Round Numbers

Round decimal numbers in one or several columns using round, floor, or ceil.

Round Numbers

Processing

The function rounds numeric values in specified columns of an input data table (Pandas DataFrame, Polars DataFrame, or Arrow Table). Rounding can be controlled by specifying a list of columns, a regex pattern, or applying the operation to all numeric columns if no specific selection is made. Users must choose between standard rounding (round), always rounding down (floor), or always rounding up (ceil). The precision can be specified either by the number of decimal places or by the number of significant digits.

Inputs

data
The input data structure containing columns to be rounded. Supported formats are Pandas DataFrame, Polars DataFrame, or PyArrow Table.
columns (optional)
A list of column names (strings) that should be rounded. If this list is empty and regex pattern is not provided, the operation will apply to all numeric columns.
regex pattern (optional)
A Python regular expression pattern used to select columns for rounding. If provided, specific columns listed in columns are ignored.
rounding mode (optional)
Specifies the type of mathematical rounding to apply (round, floor, or ceil).
significant digits (optional)
If greater than 0, defines the number of significant digits the numbers should be rounded to. This setting overrides decimal places.
decimal places (optional)
If significant digits is 0, numbers are rounded to this specified number of decimal places. Supports negative values.

Inputs Types

Input Types
data DataFrame, ArrowTable
columns List
regex pattern Str
rounding mode Str
significant digits Int
decimal places Int

You can check the list of supported types here: Available Type Hints.

Outputs

result
The data structure containing the processed data with the specified columns rounded according to the chosen mode. The format depends on the 'Output Format' option.

Outputs Types

Output Types
result DataFrame, ArrowTable

You can check the list of supported types here: Available Type Hints.

Options

The Round Numbers brick contains some changeable options:

Columns to Round
A list of columns (names) to which the rounding operation should be applied.

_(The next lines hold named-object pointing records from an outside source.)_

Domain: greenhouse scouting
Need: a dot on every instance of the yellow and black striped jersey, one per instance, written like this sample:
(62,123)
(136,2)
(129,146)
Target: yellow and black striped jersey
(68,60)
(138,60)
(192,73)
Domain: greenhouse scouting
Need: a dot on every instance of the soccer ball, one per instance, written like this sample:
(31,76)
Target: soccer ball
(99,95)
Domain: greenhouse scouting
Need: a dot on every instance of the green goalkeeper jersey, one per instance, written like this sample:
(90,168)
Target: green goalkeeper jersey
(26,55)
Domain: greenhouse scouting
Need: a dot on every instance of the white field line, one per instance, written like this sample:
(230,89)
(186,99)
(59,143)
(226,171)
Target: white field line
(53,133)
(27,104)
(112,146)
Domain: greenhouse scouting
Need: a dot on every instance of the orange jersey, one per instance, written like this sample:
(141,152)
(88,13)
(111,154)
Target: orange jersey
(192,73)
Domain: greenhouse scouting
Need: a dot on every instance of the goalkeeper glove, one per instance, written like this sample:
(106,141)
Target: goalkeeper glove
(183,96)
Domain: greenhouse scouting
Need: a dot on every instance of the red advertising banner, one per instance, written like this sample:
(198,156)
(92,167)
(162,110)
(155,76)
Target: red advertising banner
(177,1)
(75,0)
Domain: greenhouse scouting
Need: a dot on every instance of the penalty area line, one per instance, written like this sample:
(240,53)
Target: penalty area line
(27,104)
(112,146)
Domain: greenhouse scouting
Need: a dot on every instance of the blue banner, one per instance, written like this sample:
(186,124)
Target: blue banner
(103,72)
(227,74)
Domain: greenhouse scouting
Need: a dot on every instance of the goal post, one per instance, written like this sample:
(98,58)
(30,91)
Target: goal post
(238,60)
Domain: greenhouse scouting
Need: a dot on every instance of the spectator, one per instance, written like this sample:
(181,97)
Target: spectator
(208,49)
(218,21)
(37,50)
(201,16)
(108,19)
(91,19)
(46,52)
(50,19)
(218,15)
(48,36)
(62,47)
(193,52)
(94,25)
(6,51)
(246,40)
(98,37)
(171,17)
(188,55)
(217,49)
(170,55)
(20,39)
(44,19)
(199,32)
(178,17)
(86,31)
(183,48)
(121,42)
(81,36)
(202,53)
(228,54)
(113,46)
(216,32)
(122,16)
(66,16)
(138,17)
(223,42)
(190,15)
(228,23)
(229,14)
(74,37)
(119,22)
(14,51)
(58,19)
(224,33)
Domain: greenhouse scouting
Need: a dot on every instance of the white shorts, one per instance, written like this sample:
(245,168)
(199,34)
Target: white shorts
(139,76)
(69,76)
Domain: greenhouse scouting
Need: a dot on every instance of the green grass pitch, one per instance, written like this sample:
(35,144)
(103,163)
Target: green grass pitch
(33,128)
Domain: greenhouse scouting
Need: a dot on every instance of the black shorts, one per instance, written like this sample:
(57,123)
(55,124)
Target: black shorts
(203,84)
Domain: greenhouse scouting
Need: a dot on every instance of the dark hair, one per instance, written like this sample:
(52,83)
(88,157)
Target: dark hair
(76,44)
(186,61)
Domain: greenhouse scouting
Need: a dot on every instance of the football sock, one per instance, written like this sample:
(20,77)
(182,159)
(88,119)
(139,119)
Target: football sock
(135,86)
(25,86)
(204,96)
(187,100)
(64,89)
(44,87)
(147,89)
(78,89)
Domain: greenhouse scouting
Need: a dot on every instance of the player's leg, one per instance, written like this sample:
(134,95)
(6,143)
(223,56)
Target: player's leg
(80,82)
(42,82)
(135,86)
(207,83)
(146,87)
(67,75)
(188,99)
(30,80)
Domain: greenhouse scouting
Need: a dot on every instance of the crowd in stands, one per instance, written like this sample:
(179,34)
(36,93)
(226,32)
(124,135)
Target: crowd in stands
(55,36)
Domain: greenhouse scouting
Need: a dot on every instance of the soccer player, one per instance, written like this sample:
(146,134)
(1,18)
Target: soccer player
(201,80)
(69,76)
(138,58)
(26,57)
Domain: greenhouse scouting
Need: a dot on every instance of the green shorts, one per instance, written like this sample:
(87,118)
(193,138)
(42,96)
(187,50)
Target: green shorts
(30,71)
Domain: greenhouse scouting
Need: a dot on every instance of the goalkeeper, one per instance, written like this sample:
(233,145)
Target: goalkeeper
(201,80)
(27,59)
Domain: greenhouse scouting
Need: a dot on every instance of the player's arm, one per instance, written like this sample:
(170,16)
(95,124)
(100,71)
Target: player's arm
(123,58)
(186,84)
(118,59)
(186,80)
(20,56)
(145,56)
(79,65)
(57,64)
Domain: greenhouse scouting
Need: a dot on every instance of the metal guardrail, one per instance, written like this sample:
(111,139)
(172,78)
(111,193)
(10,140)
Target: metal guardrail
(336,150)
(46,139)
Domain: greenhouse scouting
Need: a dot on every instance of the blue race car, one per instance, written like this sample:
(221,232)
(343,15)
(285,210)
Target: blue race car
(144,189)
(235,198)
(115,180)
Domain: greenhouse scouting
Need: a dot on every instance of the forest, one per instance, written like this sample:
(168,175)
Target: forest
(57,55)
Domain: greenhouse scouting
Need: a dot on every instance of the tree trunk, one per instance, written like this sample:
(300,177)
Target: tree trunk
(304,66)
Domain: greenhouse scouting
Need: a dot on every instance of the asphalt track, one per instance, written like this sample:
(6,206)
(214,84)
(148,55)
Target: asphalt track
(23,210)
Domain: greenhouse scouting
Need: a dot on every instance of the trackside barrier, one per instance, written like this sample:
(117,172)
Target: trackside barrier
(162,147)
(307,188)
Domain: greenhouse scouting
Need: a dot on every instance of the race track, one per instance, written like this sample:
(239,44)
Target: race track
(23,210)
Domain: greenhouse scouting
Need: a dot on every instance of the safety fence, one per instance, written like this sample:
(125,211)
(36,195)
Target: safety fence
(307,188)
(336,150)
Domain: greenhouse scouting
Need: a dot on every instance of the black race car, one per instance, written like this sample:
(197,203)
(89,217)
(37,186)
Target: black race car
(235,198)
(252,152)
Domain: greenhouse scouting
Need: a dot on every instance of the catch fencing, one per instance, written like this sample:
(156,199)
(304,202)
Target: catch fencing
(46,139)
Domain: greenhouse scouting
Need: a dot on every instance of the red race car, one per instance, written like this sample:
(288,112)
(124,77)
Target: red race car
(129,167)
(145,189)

If left empty, columns are selected either by the Regex Pattern or all numeric columns are targeted.
Regex Pattern
A Python regular expression used to dynamically select the columns to be rounded. If provided, this overrides the 'Columns to Round' list.
Rounding Mode
Selects the mathematical function for rounding: standard round, round down (floor), or round up (ceil). Defaults to round.
Significant Digits
If greater than 0, numbers are rounded based on the specified number of significant digits. Defaults to 0 (disabled).
Decimal Places
If 'Significant Digits' is 0, numbers are rounded to this specified number of decimal places. Supports negative values for rounding to powers of 10 (e.g., -1 rounds to the nearest 10). Defaults to 0.
Output Format
Specifies the desired format for the returned data structure: pandas DataFrame, polars DataFrame, or arrow Table. Defaults to pandas.
Safe Mode
If enabled, the function suppresses errors caused by non-existent columns (if specified in input) or non-numeric columns targeted for rounding, skipping them instead of raising an error.
Verbose
If enabled, detailed logs about the operation, column handling, and conversion steps are printed.
import logging
import duckdb
import pandas as pd
import polars as pl
import pyarrow as pa
import re
from coded_flows.types import Union, List, DataFrame, ArrowTable, Str, Int

logging.basicConfig(level=logging.INFO)
logger = logging.getLogger(__name__)


def _coalesce(*values):
    return next((v for v in values if v is not None), None)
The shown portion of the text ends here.